Immigration Reform 2013: Conservative Economists Say It Would Boost Economy

Impact

Just days after the Senate Judiciary Committee voted 13 to 5 to support the Gang of Eight’s Border Security, Economic Opportunity and Immigration Modernization Act of 2013, over 100 distinguished conservative economists signed a letter to congressional leaders stating that immigration reform will lead to “more rapid economic growth.” This seems to be the latest strategy to convince debt-conscious Republicans to hop on board.

The letter suggests that immigration reform will lead to population growth and labor-force growth, which will in turn boost various markets and thereby increase economic growth. To investigate this claim, we need to examine both the effects of increased high-skilled and low-skilled workers. 

The overall benefits of an increased high-skill labor force are largely undisputed. An abundance of studies show that high-skilled immigrants not only fill the void in STEM (science, technology, engineering, and mathematics) fields but also create more jobs for U.S. citizens. Analyses from an American Enterprise Institute study show that “from 2000 to 2007, an additional 100 foreign-born workers in STEM fields with advanced degrees from U.S. universities is associated with an additional 262 jobs among U.S. natives.” 

The controversy arises when evaluating the consequences of an influx of low-skill workers. While it may be counterintuitive, extensive research done by the Brookings Institute concluded that these workers do not affect “wages or employment of U.S.-born citizens at the local level” and have very little effect on the national level as well. The logic is that “immigrant specialization in [labor intensive] occupations has filled a void and, in fact, has encouraged U.S.-born citizens to take on more skill-intensive occupations.”

Overall, the economists’ claims seem to coincide with findings by the CATO Institute, which predicted that immigration reform will yield at least $1.5 trillion, or a 0.84% increase in GDP, over 10 years. Even if skeptics doubt these numbers, as the letter points out, the room for error is large. Even a 0.1 percent increase in economic growth will, “over a 10-year period, reduce the federal deficit by over $300 billion.”
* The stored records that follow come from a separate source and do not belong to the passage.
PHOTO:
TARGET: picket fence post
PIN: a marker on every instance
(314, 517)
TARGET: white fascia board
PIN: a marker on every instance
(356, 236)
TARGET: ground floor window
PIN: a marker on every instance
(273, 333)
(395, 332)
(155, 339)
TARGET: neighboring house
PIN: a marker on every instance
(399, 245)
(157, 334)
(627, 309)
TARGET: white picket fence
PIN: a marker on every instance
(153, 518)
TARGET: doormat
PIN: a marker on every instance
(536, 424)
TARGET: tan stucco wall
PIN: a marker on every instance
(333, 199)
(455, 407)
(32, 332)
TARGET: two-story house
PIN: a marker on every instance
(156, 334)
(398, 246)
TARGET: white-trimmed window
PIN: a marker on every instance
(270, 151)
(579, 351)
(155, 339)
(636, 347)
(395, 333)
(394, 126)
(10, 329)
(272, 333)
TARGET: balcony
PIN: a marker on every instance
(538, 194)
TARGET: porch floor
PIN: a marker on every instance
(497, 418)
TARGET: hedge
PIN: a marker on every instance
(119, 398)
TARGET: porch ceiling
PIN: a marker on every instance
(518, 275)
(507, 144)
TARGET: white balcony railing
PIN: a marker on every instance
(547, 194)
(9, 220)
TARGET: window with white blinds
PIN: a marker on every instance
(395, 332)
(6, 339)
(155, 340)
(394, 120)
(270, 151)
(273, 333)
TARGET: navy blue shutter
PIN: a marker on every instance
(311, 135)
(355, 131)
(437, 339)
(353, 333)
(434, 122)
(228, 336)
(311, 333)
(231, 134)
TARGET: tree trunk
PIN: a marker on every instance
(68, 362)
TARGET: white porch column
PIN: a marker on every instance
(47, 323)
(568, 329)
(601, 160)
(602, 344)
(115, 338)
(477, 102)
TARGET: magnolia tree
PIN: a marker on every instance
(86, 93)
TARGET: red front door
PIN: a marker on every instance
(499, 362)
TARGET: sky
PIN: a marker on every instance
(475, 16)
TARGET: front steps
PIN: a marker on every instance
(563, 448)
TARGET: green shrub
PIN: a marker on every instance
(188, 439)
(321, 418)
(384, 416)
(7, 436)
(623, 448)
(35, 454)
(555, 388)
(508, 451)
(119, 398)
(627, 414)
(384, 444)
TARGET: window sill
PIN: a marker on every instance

Will this be enough to convince legislators on Capitol Hill? The answer is yes and no. The most outspoken opponents of the bill, such as Sen. Jeff Sessions (R-Ala.) and Sen. Ted Cruz (R-Texas), will surely continue with their objections. However, on-the-fence senators (both Republican and Democratic) may be swayed by this new development. The letter can be particularly powerful if it gains momentum from the American public. Sen. Orrin Hatch (R-Utah) and Sen. John Cornyn (R-Texas) are particularly sought-out votes, and they can certainly appreciate the cover created by these conservative economists if they do choose to support the bill.